Which translates as, “I will declare no permanent starting quarterback until it’s time.” And it’s not time.

Lambert didn’t do anything to cement or lose the job. Brice Ramsey (2-for-2, one touchdown) didn’t get time to make an argument, but said afterward. “I still view it as a competition.” While Lambert is No. 1, it’s a designation in pencil. Nothing was decided Saturday and he’ll need to do more next week in Georgia’s SEC opener at Vanderbilt to secure the job.

Even he acknowledged of the quarterback competition, “It’s still undecided. … I’m fighting for my job every day.”

Imagine if Georgia didn’t have these puffballs to start the season with?

The weather, lightning and rain, was a bigger threat to Georgia than the opponent. Lightning first hit at 2:11 p.m. with 8:35 left in the third quarter. Players were sent to the locker room and the crowd dispersed. The game resumed after a one-hour timeout. God still had two timeouts left.

If nothing else, this opener went much better for Lambert than last year’s with Virginia. He was pulled against UCLA after two interceptions. On the season, he was a lukewarm quarterback (10 touchdowns, 11 interceptions, 59 percent completion percentage) for a bad team. He lost his starting job in spring practice to backup Matt Johns (who also didn’t look all the great last season).

According to Cavaliers coach Mike London, the competition in spring “wasn’t close.” So Lambert left. Because he had graduated in three years, he had the option to transfer without having to sit out a year. So the guy goes from Virginia backup to Georgia starter with a Heisman candidate to hand off to.

The question is whether this works out for Georgia as well as it did for Lambert. It very well may. He is blessed with far more talent around him and better coaching than he had at Virginia. He had more credits than debits on his ledger sheet against Louisiana-Monroe, but you would like to think the debits wouldn’t be so obvious against a Sun Belt team that finished 4-8 last season.

The good included a nice 15-yard, play-action pass to Jeb Blazevich for Georgia’s second touchdown and a dart to Sony Michel in the seam that led to a 48-yard gain on another touchdown drive. He also threw a 28-yard touchdown pass to Mitchell in the third quarter, though a great turn-and-catch by Mitchell made that possible.

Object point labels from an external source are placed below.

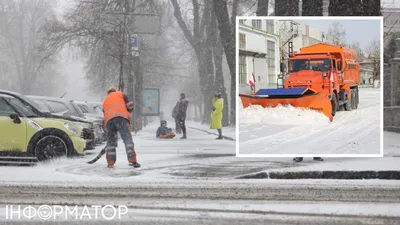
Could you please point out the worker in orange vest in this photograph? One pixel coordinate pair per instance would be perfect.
(117, 108)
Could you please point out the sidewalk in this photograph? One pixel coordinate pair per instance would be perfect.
(387, 167)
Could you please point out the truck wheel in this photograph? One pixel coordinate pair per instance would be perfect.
(334, 104)
(348, 104)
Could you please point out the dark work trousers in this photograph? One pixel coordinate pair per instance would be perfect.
(114, 126)
(177, 126)
(183, 126)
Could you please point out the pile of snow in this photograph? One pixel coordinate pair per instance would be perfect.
(283, 115)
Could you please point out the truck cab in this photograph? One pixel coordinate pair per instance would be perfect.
(317, 72)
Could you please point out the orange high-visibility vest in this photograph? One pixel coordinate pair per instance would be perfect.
(114, 106)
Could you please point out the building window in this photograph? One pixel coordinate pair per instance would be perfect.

The new quarterback certainly enjoyed the contrasting football atmosphere in Athens compared to Charlottesville, Va., as well as having the option to hand the ball to Chubb, Keith Marshall or Sony Michel.

“It’s awesome, watching guys run through holes that you could drive a Mack truck through,” he said. “That last drive I was in, I think it was 10 or 12 straight runs.”

Actually, it was 13 straight runs for 93 yards and a touchdown that made it 51-14. A quarterback’s job seldom is that easy.